Creating a circuit breaker health check using Polly CircuitBreaker

Finally! After months of not writing a blog post, here it is:

A GitHub Issue on the ASP.NET Core Docs points me to Polly CircuitBreaker. Which is really great. Before that, I didn't even know that circuit breakers is a term in the software industry. Actually, I implemented mechanisms that work like that but never called them circuit breakers. Maybe that's the curse of never having visited a university :-D

http://www.thepollyproject.org/

What is a circuit breaker?

Let's assume you have a connection to an external resource that breaks from time to time, which doesn't break your application but degraded the health of your application. In case you check that broken connection your application will be in a degraded state from time to time.
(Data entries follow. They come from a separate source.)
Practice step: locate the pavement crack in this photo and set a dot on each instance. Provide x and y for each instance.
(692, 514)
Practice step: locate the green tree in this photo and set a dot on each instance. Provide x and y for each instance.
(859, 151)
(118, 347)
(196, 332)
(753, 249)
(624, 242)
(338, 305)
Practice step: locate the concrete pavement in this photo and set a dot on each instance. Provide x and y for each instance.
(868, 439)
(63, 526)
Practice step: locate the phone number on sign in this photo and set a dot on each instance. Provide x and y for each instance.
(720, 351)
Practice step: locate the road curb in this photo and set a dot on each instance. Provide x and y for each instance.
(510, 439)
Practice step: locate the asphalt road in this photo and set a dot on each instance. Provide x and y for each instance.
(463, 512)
What if those connection issues increase? When will it be a broken state? One broken connection out of one thousand might be okay. One out of ten might look quite unhealthy, right? If so, it makes sense to count the number of issues within a period of time and throw an exception if the number of exceptions exceeds the allowed number of exceptions. Exactly this is a circuit breaker.
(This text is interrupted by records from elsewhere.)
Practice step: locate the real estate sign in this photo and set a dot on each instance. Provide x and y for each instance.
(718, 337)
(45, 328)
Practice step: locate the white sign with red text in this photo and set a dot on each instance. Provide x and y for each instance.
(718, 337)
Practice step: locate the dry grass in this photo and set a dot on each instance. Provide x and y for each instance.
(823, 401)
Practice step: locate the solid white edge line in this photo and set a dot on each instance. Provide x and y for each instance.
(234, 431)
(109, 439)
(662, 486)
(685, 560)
Please excuse the amateurish explanation, I'm sure Martin Fowler can do it much better.

With Polly's circuit breaker, you can define how many specific exceptions are allowed to happen within a specific time period before throwing an exception.

The following snippet shows the usage of Polly's circuit breaker:

var policy = Policy.Handle<HttpRequestException>()
    .CircuitBreakerAsync(
        exceptionsAllowedBeforeBreaking: 2,
        durationOfBreak: TimeSpan.FromMinutes(1)
    ));
await policy.ExecuteAsync(async () =>
{
    var client = new HttpClient();
    var response = await client.GetAsync("http://localhost:5259/api/dummy");
    if (!response.IsSuccessStatusCode)
    {
        throw new HttpRequestException();
    }
});

This creates an AsyncCircuitBreakerPoliy that allows two exceptions within a minute before throwing an exception.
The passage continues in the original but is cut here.